I think that Vietnam reinforces the lesson that every step to the market must be accompanied by two steps in the direction of building a socialist society: building worker decision-making in workplaces and building institutions based upon solidarity.  If we recognize that people produce themselves through their activity, then their activity should unleash their potential rather than be left to an orientation to the market and self-interest.  This is what I was stressing in Vietnam — that the party needs to create the conditions in which people can develop their capacities as protagonists within their workplaces and their communities, institutions such as the communal councils and workers councils being developed in Venezuela.

I suggest that, through such a process of producing rich human beings with confidence and dignity, both the people and the party will be inoculated against the infection that can prevent us from reaching the socialist goal.  That won’t be achieved, however, by a one-sided focus upon developing productive forces.  In short, we should never forget the essential insight of Che Guevara — the necessity simultaneously to build productive forces and socialist human beings.

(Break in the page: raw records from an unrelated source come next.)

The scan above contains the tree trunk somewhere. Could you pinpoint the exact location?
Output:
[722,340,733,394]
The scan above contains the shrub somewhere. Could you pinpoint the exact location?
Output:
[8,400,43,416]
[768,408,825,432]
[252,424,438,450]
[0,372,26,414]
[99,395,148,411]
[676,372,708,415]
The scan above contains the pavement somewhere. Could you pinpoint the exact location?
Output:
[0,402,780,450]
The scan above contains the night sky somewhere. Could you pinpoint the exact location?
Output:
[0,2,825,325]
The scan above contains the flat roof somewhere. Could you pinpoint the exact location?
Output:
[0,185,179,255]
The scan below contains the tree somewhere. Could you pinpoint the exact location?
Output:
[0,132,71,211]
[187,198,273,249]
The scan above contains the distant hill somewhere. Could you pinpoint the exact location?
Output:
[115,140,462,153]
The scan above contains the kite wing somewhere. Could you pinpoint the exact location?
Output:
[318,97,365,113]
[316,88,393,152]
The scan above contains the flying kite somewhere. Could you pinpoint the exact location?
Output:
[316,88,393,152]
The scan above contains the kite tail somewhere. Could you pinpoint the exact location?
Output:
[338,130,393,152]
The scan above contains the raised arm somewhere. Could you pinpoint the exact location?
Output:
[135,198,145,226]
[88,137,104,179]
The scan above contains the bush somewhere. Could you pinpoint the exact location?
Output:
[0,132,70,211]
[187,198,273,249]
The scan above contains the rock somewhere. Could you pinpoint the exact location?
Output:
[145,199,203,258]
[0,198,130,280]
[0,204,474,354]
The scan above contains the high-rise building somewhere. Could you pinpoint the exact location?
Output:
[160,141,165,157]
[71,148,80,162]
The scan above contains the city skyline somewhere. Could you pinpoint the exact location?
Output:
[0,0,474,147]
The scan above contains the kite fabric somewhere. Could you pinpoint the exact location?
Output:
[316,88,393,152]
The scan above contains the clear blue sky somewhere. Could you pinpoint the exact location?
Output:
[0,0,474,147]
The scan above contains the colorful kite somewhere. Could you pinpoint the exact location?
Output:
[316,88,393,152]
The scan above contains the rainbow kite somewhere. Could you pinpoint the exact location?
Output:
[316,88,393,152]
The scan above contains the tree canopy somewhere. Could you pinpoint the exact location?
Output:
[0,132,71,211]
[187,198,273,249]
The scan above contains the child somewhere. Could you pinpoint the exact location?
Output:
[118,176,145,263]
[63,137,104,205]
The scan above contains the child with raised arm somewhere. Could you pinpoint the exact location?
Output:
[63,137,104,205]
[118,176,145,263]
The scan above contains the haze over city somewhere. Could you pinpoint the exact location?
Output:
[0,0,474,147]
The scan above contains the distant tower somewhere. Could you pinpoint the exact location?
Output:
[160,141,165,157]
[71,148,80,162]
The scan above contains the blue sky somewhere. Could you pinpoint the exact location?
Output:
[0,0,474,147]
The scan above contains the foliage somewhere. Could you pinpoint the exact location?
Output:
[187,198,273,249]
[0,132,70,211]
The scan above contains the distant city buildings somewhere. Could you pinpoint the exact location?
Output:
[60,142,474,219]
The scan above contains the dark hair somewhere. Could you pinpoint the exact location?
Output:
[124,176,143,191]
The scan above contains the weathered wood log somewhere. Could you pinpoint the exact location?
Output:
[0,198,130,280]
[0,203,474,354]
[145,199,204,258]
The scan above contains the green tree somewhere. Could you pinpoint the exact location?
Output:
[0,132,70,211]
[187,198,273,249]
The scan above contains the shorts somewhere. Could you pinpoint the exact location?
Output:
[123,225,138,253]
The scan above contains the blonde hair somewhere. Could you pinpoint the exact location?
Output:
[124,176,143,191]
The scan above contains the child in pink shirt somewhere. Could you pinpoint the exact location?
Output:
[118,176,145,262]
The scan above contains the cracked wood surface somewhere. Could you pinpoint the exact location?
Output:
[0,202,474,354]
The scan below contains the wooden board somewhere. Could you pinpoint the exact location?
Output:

Michael A. Lebowitz is professor emeritus of economics at Simon Fraser University in Vancouver, Canada, and the author of Beyond Capital: Marx’s Political Economy of the Working Class (Palgrave Macmillan, 2003) and Build It Now: Socialism for the Twenty-First Century (Monthly Review Press, 2006).  He works with the Centro Internacional Miranda in Venezuela.  His forthcoming book, The Socialist Alternative: Real Human Development, will published by Monthly Review Press this year.